HUD published the final rule setting minimum standards that states must meet to comply with the SAFE Act in licensing MLOs in the Federal Register on June 30, 2011. The rule is effective in 60 days – August 29, 2011.
The SAFE Act established nationwide standards for licensing of MLOs in 2008. A proposed rule was published 18 months ago for comment. The final rule details HUD’s consideration of the commentary and reasoning behind the final rule.
All 50 states, the District of Columbia, Puerto Rico, Guam, and the Virgin Islands have enacted legislation in support of the SAFE Act. HUD is also charged with oversight of the states’ compliance and if HUD determines a state or territory does not meet SAFE Act requirements, HUD will establish and maintain a licensing system for a state or territory. States are allowed to enact their own requirements over and above the federal guidelines. The Act was amended by Dodd-Frank, and the authorities and duties assigned to HUD by the SAFE Act will be transferred to the CFPB on July 21, 2011.
The SAFE Act also requires states to participate in the NMLSR, which was established by two state regulatory associations – the Conference of State Bank Supervisors (CSBS) and the American Association of Residential Mortgage Regulators (AARMR). The NMLSR is up and running and registration of all MLOs is now required. Consumers can or will soon be able to also access free information on state-licensed and federally licensed MLOs as well as disciplinary and enforcement actions against them. In addition to developing the NMLSR, CSBS and AARMR developed model legislation to aid states’ compliance with the requirements of the SAFE Act. HUD has reviewed the model legislation and advised that the model meets or exceeds minimum requirements.
Clarifications of Note in the Final Rule
A License is required for individual who is engaged in the “business of a loan originator” – a person that acts as an MLO in a commercial context and with some degree of habitualness or repetition. An MLO is an individual that takes an application and offers or negotiates terms for compensation or gain. The absence of either a commercial context or a degree of habitualness or repetition means that the activity does not constitute the “business” of a MLO and indicates an individual may not be subject to SAFE Act licensing requirements.
The SAFE Act seeks to protect consumers from incompetency, fraud, and other abuses by ensuring that individuals acting as MLOs have received training on and have demonstrated understanding of the applicable legal and ethical obligations.
HUD concludes that consumers are unlikely to need protection from individuals acting as MLOs in a purely public or charitable context, without the purpose of obtaining profit, or who acts as a MLO with respect to financing that is provided only once or very rarely. Individuals who act as MLOs as employees of government agencies or of housing finance agencies, are not subject to licensing and registration requirements of the SAFE Act. These employees of government and housing agencies do not engage in the “business” of loan origination – the requisite commercial context is lacking.

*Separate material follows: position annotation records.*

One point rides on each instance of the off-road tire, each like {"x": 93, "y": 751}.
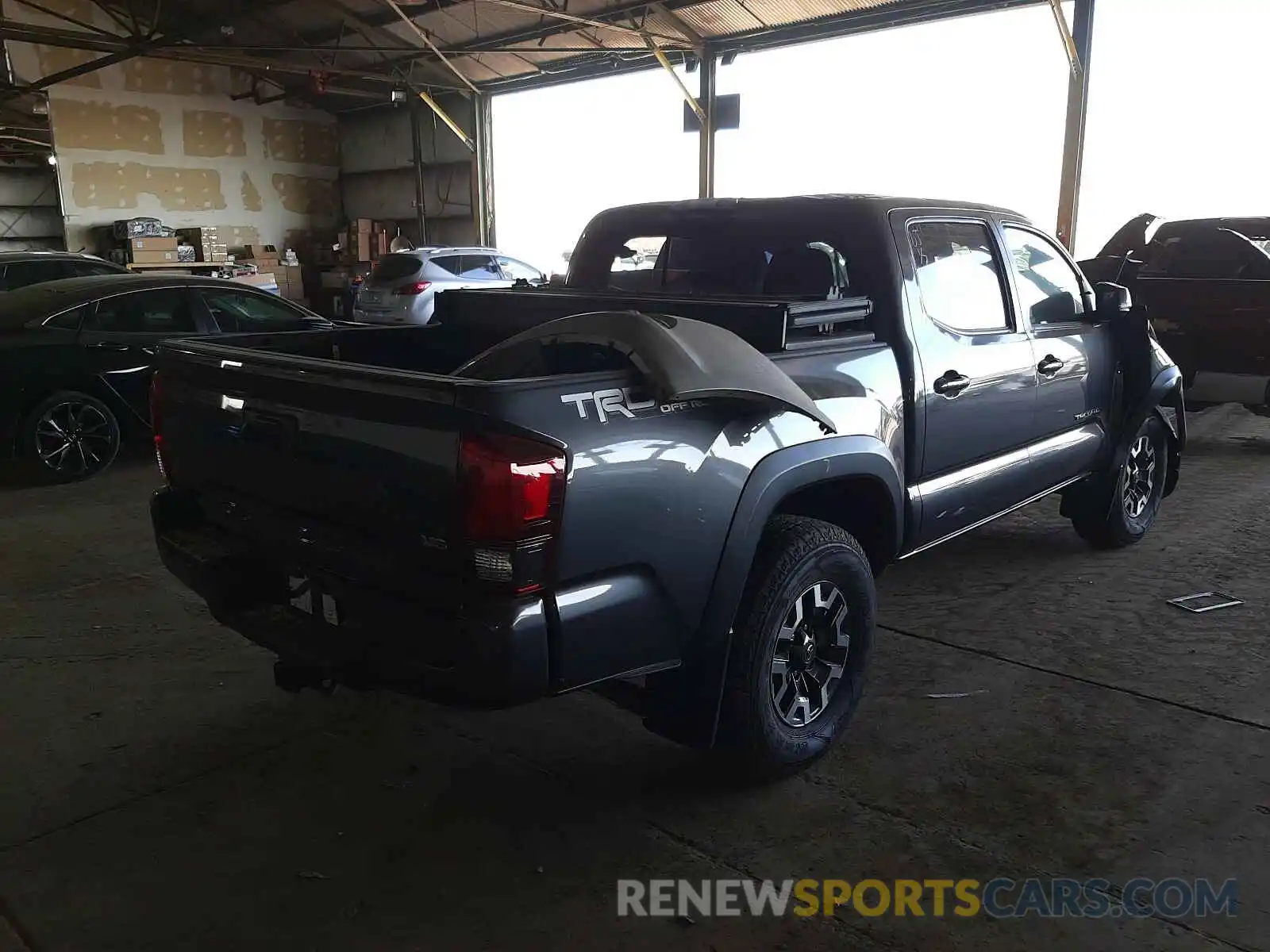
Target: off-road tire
{"x": 1103, "y": 518}
{"x": 794, "y": 555}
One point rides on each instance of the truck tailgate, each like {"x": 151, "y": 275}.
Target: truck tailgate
{"x": 336, "y": 466}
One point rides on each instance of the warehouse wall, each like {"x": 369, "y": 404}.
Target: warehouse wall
{"x": 163, "y": 139}
{"x": 378, "y": 177}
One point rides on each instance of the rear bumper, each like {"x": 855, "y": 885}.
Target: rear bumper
{"x": 492, "y": 655}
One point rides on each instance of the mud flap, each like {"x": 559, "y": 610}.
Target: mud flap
{"x": 681, "y": 359}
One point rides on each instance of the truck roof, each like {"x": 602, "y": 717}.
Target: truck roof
{"x": 791, "y": 206}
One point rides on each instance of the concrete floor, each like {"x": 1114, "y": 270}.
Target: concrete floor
{"x": 160, "y": 793}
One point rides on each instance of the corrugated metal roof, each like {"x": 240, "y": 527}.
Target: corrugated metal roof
{"x": 495, "y": 44}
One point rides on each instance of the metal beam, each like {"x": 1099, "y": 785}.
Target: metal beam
{"x": 483, "y": 178}
{"x": 194, "y": 29}
{"x": 581, "y": 21}
{"x": 706, "y": 154}
{"x": 65, "y": 18}
{"x": 695, "y": 38}
{"x": 543, "y": 29}
{"x": 417, "y": 158}
{"x": 1073, "y": 139}
{"x": 670, "y": 67}
{"x": 375, "y": 18}
{"x": 210, "y": 55}
{"x": 1073, "y": 55}
{"x": 423, "y": 35}
{"x": 444, "y": 117}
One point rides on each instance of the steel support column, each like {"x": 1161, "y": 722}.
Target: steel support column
{"x": 417, "y": 158}
{"x": 483, "y": 177}
{"x": 1073, "y": 141}
{"x": 706, "y": 99}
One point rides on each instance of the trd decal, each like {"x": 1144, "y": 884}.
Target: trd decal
{"x": 620, "y": 403}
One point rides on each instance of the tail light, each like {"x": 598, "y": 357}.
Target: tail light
{"x": 413, "y": 289}
{"x": 514, "y": 492}
{"x": 156, "y": 424}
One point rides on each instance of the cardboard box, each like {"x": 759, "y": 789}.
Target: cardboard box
{"x": 152, "y": 244}
{"x": 213, "y": 253}
{"x": 203, "y": 235}
{"x": 264, "y": 281}
{"x": 137, "y": 228}
{"x": 152, "y": 257}
{"x": 336, "y": 278}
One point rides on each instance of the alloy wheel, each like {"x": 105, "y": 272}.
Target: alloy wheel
{"x": 810, "y": 654}
{"x": 74, "y": 438}
{"x": 1140, "y": 478}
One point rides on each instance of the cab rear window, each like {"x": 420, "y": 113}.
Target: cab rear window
{"x": 395, "y": 268}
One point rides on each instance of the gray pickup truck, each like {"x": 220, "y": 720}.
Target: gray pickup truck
{"x": 681, "y": 476}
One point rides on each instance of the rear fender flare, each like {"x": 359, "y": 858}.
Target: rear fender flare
{"x": 689, "y": 708}
{"x": 1166, "y": 390}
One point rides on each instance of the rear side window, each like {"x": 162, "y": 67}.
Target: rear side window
{"x": 395, "y": 268}
{"x": 244, "y": 311}
{"x": 165, "y": 311}
{"x": 21, "y": 274}
{"x": 1206, "y": 254}
{"x": 67, "y": 321}
{"x": 958, "y": 276}
{"x": 1049, "y": 289}
{"x": 469, "y": 267}
{"x": 518, "y": 271}
{"x": 86, "y": 270}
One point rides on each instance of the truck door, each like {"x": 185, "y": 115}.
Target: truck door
{"x": 977, "y": 381}
{"x": 1075, "y": 357}
{"x": 1206, "y": 292}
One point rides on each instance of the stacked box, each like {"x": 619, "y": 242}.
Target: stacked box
{"x": 127, "y": 228}
{"x": 152, "y": 251}
{"x": 291, "y": 283}
{"x": 207, "y": 243}
{"x": 264, "y": 281}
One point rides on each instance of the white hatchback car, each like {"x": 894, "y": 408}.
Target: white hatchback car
{"x": 404, "y": 285}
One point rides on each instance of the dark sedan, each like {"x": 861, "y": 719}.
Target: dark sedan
{"x": 21, "y": 270}
{"x": 76, "y": 359}
{"x": 1206, "y": 285}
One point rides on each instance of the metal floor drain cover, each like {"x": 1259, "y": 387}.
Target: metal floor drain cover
{"x": 1206, "y": 602}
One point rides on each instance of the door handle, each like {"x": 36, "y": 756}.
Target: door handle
{"x": 952, "y": 384}
{"x": 1049, "y": 366}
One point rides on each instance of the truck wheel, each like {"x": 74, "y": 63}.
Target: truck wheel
{"x": 70, "y": 436}
{"x": 1121, "y": 517}
{"x": 800, "y": 647}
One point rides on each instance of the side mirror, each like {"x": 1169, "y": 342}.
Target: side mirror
{"x": 1111, "y": 300}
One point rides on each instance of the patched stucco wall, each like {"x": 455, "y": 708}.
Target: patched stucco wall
{"x": 163, "y": 139}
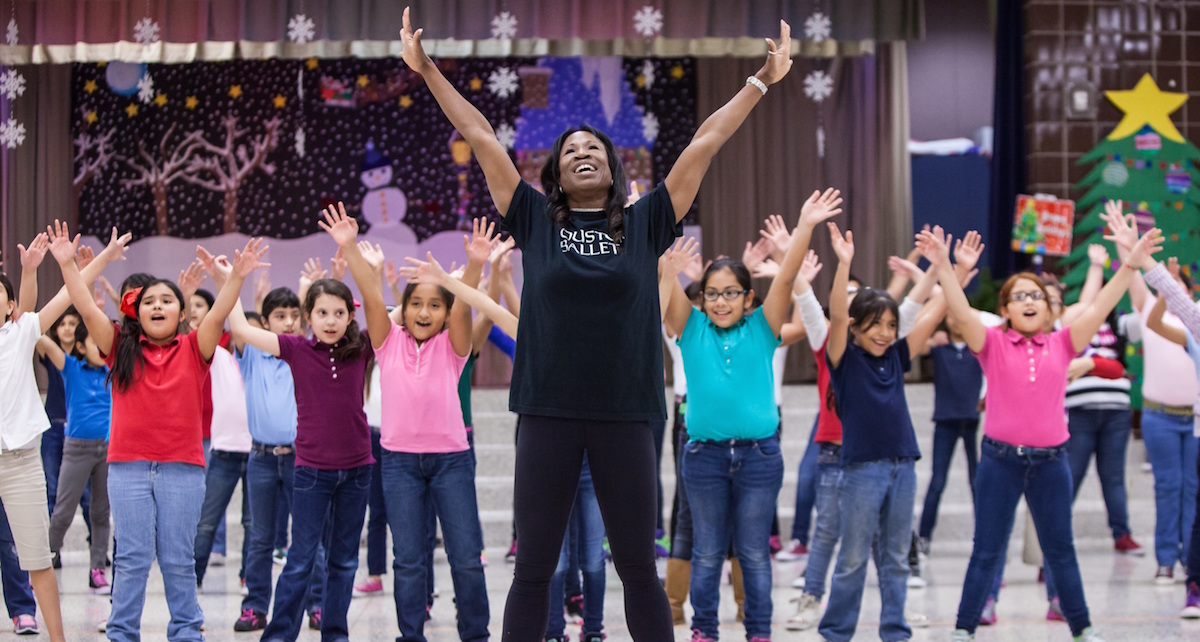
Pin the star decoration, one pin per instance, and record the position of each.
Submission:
(1146, 105)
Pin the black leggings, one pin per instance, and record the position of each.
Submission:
(550, 455)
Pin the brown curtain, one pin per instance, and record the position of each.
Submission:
(772, 166)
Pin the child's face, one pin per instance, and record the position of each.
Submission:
(425, 313)
(329, 318)
(879, 336)
(725, 312)
(285, 321)
(160, 313)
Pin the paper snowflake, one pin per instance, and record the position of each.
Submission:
(301, 29)
(12, 133)
(145, 31)
(504, 25)
(503, 82)
(649, 126)
(648, 21)
(817, 28)
(145, 88)
(12, 84)
(817, 85)
(507, 136)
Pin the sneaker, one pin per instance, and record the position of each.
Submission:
(808, 612)
(1054, 611)
(1126, 545)
(989, 613)
(99, 583)
(250, 621)
(792, 552)
(371, 586)
(1192, 605)
(24, 624)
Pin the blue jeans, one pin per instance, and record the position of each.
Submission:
(732, 487)
(1171, 447)
(828, 527)
(409, 480)
(269, 484)
(875, 501)
(1105, 432)
(946, 437)
(155, 510)
(1043, 477)
(18, 595)
(807, 489)
(587, 525)
(317, 496)
(221, 478)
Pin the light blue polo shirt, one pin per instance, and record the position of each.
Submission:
(731, 384)
(270, 397)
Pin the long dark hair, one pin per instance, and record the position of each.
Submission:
(129, 361)
(353, 345)
(559, 209)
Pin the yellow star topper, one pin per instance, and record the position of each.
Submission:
(1146, 105)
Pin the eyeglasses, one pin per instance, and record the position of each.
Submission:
(729, 295)
(1020, 297)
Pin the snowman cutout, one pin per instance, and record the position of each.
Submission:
(384, 204)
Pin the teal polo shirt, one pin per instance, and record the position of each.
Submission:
(731, 384)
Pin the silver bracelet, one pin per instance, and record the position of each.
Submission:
(754, 81)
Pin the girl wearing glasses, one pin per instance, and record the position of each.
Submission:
(732, 467)
(1025, 438)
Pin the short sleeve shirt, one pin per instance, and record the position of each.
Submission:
(589, 343)
(731, 378)
(875, 421)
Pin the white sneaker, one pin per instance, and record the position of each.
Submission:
(808, 612)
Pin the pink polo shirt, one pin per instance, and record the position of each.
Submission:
(419, 389)
(1026, 387)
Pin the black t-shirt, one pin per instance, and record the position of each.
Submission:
(589, 342)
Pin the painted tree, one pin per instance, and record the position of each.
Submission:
(159, 171)
(223, 168)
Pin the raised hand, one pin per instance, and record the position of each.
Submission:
(779, 57)
(414, 54)
(843, 246)
(820, 208)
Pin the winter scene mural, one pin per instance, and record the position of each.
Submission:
(227, 150)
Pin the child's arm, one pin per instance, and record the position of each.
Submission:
(839, 299)
(816, 210)
(367, 274)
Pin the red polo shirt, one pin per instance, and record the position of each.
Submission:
(159, 418)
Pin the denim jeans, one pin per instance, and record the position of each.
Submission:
(1171, 447)
(587, 529)
(225, 471)
(875, 501)
(269, 484)
(808, 478)
(1043, 477)
(946, 437)
(1104, 432)
(317, 496)
(828, 526)
(732, 487)
(449, 478)
(155, 510)
(18, 595)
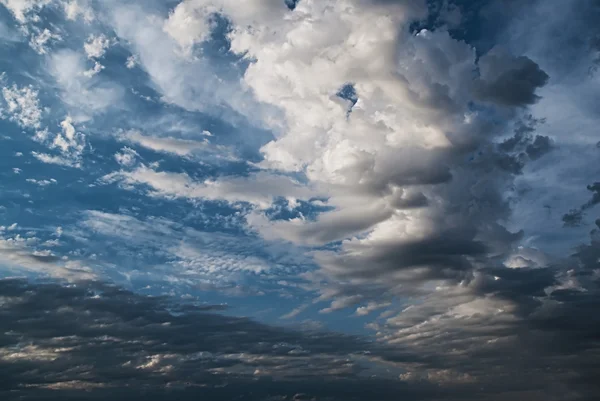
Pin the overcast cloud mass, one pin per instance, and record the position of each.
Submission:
(334, 200)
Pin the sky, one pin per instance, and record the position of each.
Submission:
(369, 200)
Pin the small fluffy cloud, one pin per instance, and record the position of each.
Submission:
(83, 92)
(126, 157)
(22, 106)
(96, 46)
(21, 9)
(79, 8)
(40, 40)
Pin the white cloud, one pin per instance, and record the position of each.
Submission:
(96, 46)
(181, 147)
(22, 106)
(75, 8)
(131, 62)
(126, 157)
(85, 96)
(39, 42)
(16, 254)
(94, 70)
(22, 8)
(195, 253)
(259, 189)
(41, 183)
(193, 83)
(50, 159)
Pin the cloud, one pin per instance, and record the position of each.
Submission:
(84, 94)
(181, 147)
(126, 157)
(96, 46)
(75, 8)
(574, 217)
(22, 8)
(260, 189)
(188, 352)
(19, 255)
(22, 106)
(39, 42)
(508, 80)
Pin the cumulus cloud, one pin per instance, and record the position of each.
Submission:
(21, 9)
(22, 106)
(82, 92)
(40, 40)
(96, 46)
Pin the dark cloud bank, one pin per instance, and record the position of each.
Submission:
(89, 341)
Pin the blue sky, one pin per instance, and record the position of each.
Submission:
(416, 178)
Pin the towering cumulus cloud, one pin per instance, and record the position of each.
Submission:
(421, 174)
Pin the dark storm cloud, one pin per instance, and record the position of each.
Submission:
(540, 146)
(529, 333)
(93, 341)
(509, 81)
(575, 217)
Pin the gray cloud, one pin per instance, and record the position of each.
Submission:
(574, 217)
(509, 81)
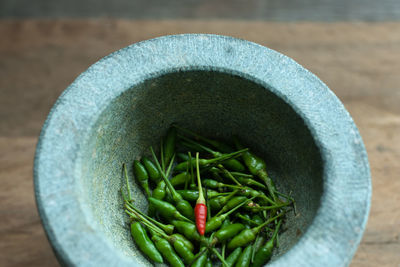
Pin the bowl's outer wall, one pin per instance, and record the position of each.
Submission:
(62, 198)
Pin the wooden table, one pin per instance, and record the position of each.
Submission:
(360, 62)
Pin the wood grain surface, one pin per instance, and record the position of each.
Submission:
(360, 62)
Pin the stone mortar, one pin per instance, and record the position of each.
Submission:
(218, 86)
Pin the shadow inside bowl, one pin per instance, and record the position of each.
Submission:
(214, 104)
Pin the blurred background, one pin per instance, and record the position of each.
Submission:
(353, 46)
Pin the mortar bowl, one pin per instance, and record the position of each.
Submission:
(217, 86)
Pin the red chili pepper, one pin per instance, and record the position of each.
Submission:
(200, 210)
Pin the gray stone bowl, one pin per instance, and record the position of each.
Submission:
(218, 86)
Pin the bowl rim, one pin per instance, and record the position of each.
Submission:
(334, 234)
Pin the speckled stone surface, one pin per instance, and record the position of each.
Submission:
(219, 86)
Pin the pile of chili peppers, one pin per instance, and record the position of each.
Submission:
(220, 207)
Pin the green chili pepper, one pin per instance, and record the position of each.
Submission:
(248, 235)
(272, 207)
(189, 230)
(214, 184)
(257, 167)
(185, 241)
(215, 174)
(168, 228)
(159, 192)
(144, 243)
(151, 169)
(183, 251)
(233, 257)
(265, 252)
(257, 219)
(167, 210)
(167, 251)
(169, 145)
(193, 195)
(200, 261)
(182, 205)
(260, 240)
(233, 202)
(227, 232)
(226, 222)
(245, 257)
(206, 162)
(231, 164)
(179, 243)
(180, 179)
(141, 175)
(218, 202)
(217, 221)
(183, 156)
(218, 145)
(250, 182)
(245, 219)
(250, 192)
(209, 262)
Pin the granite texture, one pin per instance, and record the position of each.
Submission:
(218, 86)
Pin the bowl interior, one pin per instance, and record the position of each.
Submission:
(214, 104)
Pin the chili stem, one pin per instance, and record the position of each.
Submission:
(201, 196)
(162, 155)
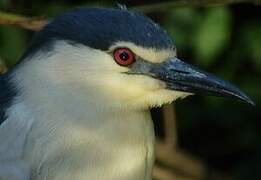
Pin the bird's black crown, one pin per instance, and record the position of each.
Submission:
(99, 28)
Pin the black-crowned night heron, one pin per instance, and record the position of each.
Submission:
(76, 107)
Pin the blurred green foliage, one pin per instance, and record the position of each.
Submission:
(225, 40)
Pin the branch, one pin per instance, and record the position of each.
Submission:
(30, 23)
(164, 6)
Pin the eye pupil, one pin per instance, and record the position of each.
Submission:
(124, 56)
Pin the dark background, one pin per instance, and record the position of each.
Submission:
(222, 39)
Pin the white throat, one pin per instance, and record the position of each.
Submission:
(70, 136)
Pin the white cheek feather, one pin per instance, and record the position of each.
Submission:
(82, 118)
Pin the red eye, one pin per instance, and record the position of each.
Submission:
(124, 56)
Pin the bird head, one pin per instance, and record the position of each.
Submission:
(114, 57)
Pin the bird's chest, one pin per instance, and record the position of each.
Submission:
(121, 147)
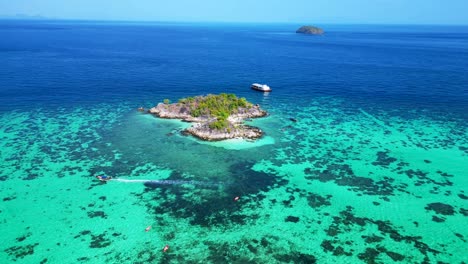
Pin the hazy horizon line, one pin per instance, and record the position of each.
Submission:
(20, 17)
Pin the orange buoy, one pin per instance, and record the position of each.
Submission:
(166, 248)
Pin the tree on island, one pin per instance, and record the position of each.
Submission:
(311, 30)
(217, 117)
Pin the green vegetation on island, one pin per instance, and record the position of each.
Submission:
(311, 30)
(220, 106)
(215, 117)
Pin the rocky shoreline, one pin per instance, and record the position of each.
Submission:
(202, 127)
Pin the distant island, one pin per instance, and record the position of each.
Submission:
(310, 30)
(216, 117)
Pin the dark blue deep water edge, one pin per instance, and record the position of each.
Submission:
(373, 171)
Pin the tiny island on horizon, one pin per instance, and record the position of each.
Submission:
(215, 117)
(310, 30)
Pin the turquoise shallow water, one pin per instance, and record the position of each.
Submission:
(339, 185)
(373, 171)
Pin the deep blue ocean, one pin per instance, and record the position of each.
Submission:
(364, 156)
(72, 62)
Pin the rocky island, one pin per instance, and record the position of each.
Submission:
(215, 117)
(311, 30)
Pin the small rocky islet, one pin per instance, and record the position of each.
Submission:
(310, 30)
(215, 117)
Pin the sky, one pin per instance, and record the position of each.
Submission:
(260, 11)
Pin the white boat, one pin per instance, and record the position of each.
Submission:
(261, 87)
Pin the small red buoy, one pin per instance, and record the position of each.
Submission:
(166, 248)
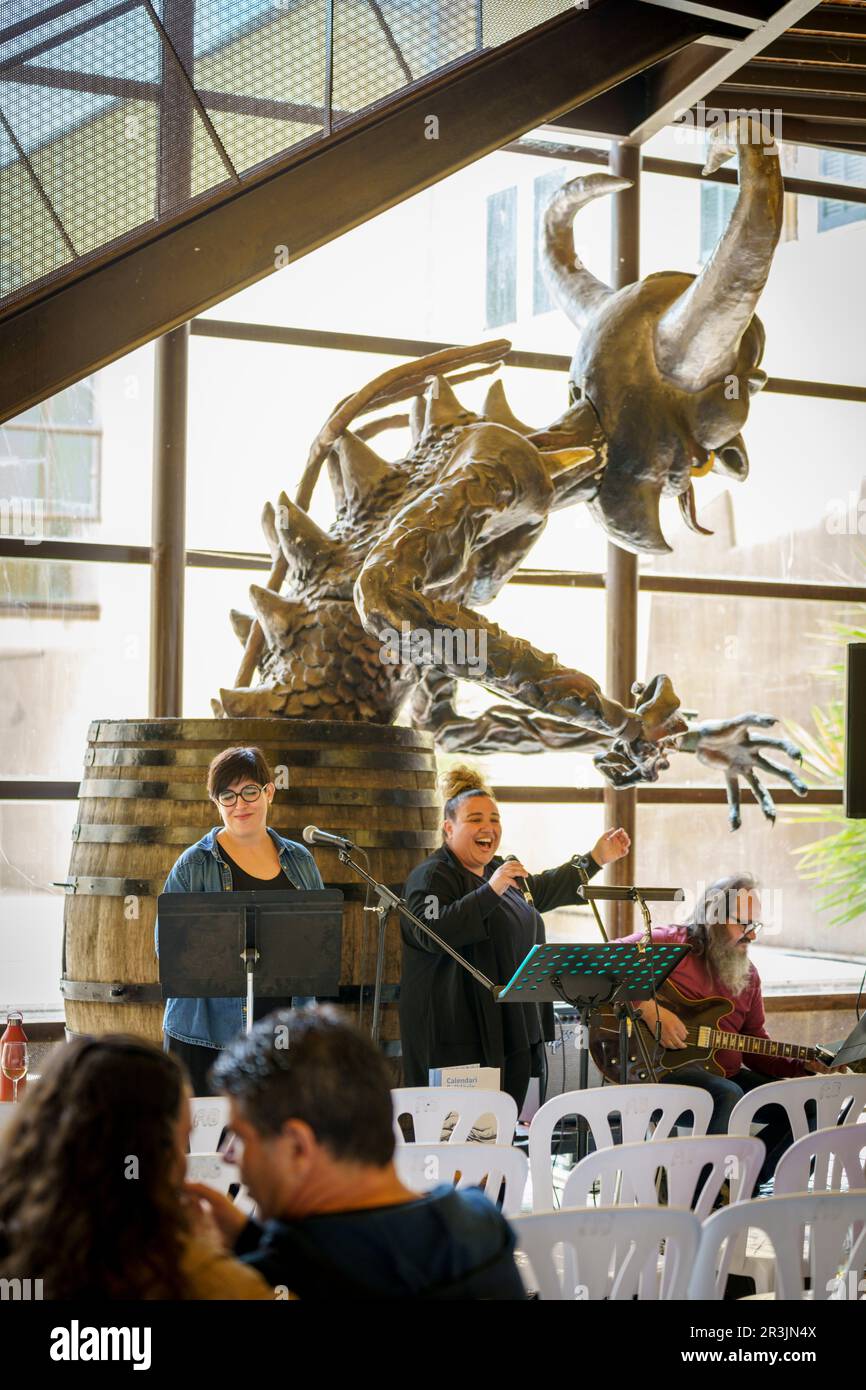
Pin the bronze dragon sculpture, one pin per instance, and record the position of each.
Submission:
(659, 391)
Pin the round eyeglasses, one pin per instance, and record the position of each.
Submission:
(249, 792)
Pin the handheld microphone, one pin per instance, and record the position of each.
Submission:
(519, 883)
(313, 836)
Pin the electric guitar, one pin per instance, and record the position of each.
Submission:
(705, 1040)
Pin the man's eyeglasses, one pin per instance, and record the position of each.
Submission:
(249, 792)
(749, 926)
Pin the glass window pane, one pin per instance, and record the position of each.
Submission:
(36, 840)
(690, 847)
(75, 647)
(79, 464)
(730, 655)
(501, 257)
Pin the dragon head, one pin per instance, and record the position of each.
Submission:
(669, 363)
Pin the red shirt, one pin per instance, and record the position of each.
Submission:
(694, 979)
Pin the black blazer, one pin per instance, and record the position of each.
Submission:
(446, 1019)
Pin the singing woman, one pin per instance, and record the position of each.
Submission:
(242, 855)
(471, 900)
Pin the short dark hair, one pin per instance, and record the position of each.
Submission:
(715, 905)
(234, 763)
(327, 1073)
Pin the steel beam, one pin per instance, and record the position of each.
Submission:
(622, 587)
(125, 299)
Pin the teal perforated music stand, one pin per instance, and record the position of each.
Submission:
(587, 975)
(591, 973)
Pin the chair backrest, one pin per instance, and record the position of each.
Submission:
(840, 1161)
(830, 1228)
(209, 1116)
(642, 1111)
(830, 1096)
(496, 1168)
(431, 1105)
(608, 1253)
(627, 1172)
(213, 1171)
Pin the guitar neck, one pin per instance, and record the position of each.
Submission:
(763, 1047)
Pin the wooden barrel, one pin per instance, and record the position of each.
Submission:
(143, 799)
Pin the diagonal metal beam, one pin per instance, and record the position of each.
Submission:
(74, 327)
(809, 104)
(783, 77)
(679, 88)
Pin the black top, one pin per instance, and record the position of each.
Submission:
(243, 881)
(446, 1019)
(446, 1244)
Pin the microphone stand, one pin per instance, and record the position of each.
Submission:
(389, 901)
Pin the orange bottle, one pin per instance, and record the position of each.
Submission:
(14, 1033)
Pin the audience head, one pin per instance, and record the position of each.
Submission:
(310, 1101)
(92, 1172)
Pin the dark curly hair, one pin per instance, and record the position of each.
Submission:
(91, 1178)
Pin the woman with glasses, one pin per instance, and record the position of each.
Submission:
(243, 854)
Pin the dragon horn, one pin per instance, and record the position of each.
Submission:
(698, 338)
(577, 291)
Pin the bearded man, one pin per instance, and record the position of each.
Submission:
(720, 930)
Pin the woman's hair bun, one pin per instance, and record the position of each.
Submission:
(460, 779)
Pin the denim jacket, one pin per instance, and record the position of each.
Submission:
(200, 869)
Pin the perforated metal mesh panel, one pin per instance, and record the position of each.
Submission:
(117, 114)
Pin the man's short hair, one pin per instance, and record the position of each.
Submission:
(316, 1066)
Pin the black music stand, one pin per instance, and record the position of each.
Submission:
(587, 975)
(854, 1047)
(225, 945)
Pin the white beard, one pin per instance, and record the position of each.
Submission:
(729, 963)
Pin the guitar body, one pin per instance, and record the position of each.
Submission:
(695, 1014)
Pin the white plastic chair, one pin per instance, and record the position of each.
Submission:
(608, 1253)
(430, 1107)
(829, 1226)
(424, 1166)
(627, 1172)
(840, 1161)
(635, 1105)
(829, 1093)
(207, 1116)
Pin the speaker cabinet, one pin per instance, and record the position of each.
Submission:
(855, 733)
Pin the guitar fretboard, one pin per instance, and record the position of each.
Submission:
(706, 1037)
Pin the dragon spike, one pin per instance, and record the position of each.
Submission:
(690, 513)
(268, 526)
(444, 409)
(275, 615)
(302, 542)
(498, 409)
(416, 419)
(731, 459)
(241, 624)
(238, 702)
(362, 470)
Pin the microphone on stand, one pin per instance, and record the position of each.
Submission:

The SAFE Act does not cover employees of bona fide nonprofit organizations who act as MLOs outside a commercial context. An organizations 503©(3) status is insufficient to conclude the organization’s employees are exempt, rather the organization’s activities, purpose, incentive structures, and loan products must be considered in order to determine that its employees act outside of a commercial context.
SAFE Act coverage is determined by activities, not the label of the transaction or professional title of an individual. HUD deferred determination of coverage of individuals involved in material mortgage modifications to the CFPB.
Interpretation?
Far too many mortgage related laws (and most other laws in general) are written, passed, justified, and then read. Regulators are pushing for a brighter line between operations and sales, yet the SAFE Act trips over this line in addressing supervision of loan processors and underwriters. Loan processors and underwriters are clearly not covered by licensing under the SAFE Act when such individuals perform clerical or support duties at the direction of and subject to the supervision and instruction of either a state-licensed MLO or a registered MLO. Hmmm… HUD says get over it…the language is clear and here are some definitions – gee, thanks. News Flash – if your Ops Staff has customer contact, they may be subject to SAFE Act requirements. Yep, clear as mud…Read Appendix C starting at page 147 of the final rule for your clarity.